The entrance to the tunnels built for use of the slave trade centuries ago

Less than 20 metres from my shaky bench, the relics of two slave tunnels revive a tragic past. Roughly 500 years ago, the Portuguese built a fort to trade gold and ivory. From 1550, the most profitable commodity became humans. After going through the slave tunnels, locals point out the manacles built into centuries-old walls. The condition of the homes next to the fort remains are abject. I can’t help but think of John Newton’s[2] 1788 tract: “Thoughts upon the African Slave Trade” in which he wrote:

Their lodging-rooms below the deck, which are three (for the men, the boys and the women), besides a place for the sick, are sometimes more than five feet high, and sometimes less; and this height is divided towards the middle for the slaves lie in two rows, one above the other, on each side of the ship close to each other, like books upon a shelf. I have known them so close, that the shelf would not easily contain one more. And I have known a white man sent down, among the men to lay them in these rows to the greatest advantage, so that as little space as possible might be lost. (…) And every morning, perhaps, more instances than one are found, of the living and the dead, like the captives of Mezentius, fastened together.

More than 200 years later, many people call the long stretch of slums around the coast of Freetown their home. Areas such as Kroo Bay or Susan’s Bay are congested, overpopulated and can be extremely dangerous especially during rainy season. Children frequently get swept away by floods along with their houses. A young man in his mid-twenties tells me that he prefers to sleep in the streets during the rainy months as it is simply too dangerous to stay at home. Less than three months ago, he lost his dwelling and all his belongings in one night. He is still coming to terms with the loss but is nevertheless happy to be alive. Five people from the community did not survive. Various attempts to relocate inhabitants from the slums along the coast have failed so far.

Dealing with the past

I notice a couple of young men sitting inside the slave tunnels. Locals tell me they come here to eat, smoke, drink and carry out their informal businesses. Along with the market hall, it is another regular meeting point. It almost resembles a public park bench in the middle of the town.

The young men sit in one of the former slave tunnels and plan their future

“What kind of changes would they like to see in Ajekuleh?” I ask.

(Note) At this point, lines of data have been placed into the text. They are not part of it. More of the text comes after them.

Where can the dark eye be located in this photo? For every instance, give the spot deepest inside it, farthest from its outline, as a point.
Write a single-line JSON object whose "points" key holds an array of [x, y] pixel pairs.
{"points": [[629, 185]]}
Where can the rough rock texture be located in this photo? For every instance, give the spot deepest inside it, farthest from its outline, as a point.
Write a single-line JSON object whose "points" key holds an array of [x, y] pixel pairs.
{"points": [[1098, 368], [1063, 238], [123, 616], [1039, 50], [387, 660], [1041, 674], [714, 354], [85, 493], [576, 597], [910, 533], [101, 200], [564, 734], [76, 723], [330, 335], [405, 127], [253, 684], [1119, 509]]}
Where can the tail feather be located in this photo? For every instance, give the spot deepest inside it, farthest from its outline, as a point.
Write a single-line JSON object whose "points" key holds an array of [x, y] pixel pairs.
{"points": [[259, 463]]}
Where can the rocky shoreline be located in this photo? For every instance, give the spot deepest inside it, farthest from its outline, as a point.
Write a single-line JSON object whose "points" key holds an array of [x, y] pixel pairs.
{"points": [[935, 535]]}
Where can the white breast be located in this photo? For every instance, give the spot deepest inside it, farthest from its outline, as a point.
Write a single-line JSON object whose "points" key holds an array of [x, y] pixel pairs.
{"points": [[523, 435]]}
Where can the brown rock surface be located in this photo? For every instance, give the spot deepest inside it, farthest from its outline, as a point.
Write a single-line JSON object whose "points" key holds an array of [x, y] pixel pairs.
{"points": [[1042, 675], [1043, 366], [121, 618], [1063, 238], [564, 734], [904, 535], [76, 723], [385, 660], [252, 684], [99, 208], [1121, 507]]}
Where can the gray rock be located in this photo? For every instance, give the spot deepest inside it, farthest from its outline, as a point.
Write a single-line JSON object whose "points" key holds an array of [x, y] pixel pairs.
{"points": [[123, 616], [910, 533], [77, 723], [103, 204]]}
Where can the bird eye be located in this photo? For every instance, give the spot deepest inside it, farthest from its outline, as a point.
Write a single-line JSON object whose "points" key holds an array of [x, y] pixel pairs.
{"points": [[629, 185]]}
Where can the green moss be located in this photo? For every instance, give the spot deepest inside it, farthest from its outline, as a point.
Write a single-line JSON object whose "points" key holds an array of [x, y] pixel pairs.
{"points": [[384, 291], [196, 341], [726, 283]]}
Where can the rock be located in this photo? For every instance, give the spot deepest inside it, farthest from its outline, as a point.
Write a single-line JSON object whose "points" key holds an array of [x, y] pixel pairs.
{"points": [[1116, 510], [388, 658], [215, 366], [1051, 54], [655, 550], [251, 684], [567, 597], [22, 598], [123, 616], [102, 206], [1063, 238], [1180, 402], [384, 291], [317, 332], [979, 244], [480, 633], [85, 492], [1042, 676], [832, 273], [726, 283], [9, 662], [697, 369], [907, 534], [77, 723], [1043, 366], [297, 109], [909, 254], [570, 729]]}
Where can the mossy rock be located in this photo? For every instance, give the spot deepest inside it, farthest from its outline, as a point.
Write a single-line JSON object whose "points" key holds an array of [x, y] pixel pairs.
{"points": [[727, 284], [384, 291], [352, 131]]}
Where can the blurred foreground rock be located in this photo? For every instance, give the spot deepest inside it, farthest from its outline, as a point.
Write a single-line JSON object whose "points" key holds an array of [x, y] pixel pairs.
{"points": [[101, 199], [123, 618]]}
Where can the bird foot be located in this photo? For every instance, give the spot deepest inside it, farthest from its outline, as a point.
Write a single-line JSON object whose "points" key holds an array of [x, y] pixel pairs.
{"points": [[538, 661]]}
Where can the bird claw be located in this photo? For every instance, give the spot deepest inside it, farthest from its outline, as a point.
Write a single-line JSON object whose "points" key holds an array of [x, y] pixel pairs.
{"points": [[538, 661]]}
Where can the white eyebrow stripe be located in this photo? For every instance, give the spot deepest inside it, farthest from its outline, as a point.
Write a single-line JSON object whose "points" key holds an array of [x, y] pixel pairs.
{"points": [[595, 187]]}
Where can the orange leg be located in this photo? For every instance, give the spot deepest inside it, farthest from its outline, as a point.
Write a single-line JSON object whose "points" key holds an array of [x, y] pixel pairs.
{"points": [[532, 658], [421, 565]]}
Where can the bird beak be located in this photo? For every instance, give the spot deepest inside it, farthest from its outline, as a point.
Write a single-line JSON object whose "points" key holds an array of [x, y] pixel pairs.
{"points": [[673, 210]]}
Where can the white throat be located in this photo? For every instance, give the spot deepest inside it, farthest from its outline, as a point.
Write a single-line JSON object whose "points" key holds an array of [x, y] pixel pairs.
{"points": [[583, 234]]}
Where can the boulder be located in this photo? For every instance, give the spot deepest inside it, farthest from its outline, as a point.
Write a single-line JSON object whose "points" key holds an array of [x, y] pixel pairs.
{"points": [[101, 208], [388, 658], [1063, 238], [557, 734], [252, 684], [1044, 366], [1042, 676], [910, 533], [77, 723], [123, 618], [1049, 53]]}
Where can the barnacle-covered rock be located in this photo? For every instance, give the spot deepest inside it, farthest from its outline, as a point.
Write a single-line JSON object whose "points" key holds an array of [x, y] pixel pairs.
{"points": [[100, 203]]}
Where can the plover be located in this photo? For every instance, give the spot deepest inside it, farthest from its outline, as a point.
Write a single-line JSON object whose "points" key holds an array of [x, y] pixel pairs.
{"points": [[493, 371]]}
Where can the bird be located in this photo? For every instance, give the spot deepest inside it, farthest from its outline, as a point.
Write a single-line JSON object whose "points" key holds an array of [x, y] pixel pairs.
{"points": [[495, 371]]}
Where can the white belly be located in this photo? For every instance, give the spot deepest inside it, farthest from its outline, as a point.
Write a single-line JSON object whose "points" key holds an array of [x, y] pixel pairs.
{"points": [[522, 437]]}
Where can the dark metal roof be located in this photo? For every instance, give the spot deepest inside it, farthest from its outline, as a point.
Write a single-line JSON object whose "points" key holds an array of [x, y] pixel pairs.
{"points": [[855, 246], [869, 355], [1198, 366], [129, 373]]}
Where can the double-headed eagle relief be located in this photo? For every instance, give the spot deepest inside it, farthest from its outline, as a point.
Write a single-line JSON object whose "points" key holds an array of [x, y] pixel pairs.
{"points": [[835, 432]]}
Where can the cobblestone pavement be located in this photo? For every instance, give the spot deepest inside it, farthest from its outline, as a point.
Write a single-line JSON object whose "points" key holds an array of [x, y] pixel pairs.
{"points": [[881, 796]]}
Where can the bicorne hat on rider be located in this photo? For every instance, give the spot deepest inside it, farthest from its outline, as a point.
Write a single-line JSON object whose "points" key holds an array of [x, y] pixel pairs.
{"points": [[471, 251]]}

Ideally, they would like to create an international business centre so that people can do business on a much larger scale, they tell me. Our location, standing inside the slave tunnels, is not much of an issue in our conversation. I wonder how they feel about the past?

“Oh Simone, this happened a long time ago. We like you white people from the West!” they reply.

Throughout my stay, many locals repeatedly told me that Sierra Leoneans have a very short memory. I wonder how people feel about socialising with ex-combatants (from the country’s civil war in the 90s) on a daily basis – not only in Ajekuleh?

“They are our brothers and sisters! We sympathise with them because they begged us for mercy and we forgave them.”

I kept on returning to Ajekuleh on occasion. I sat down, watched and listened. What struck me most is probably the tendency to overlook the bad, focus on the good and ignore the ugly when it comes to the Sierra Leonean relationship with the past.

 


[1] Motorbike

[2] Founder of the Wesleyan movement.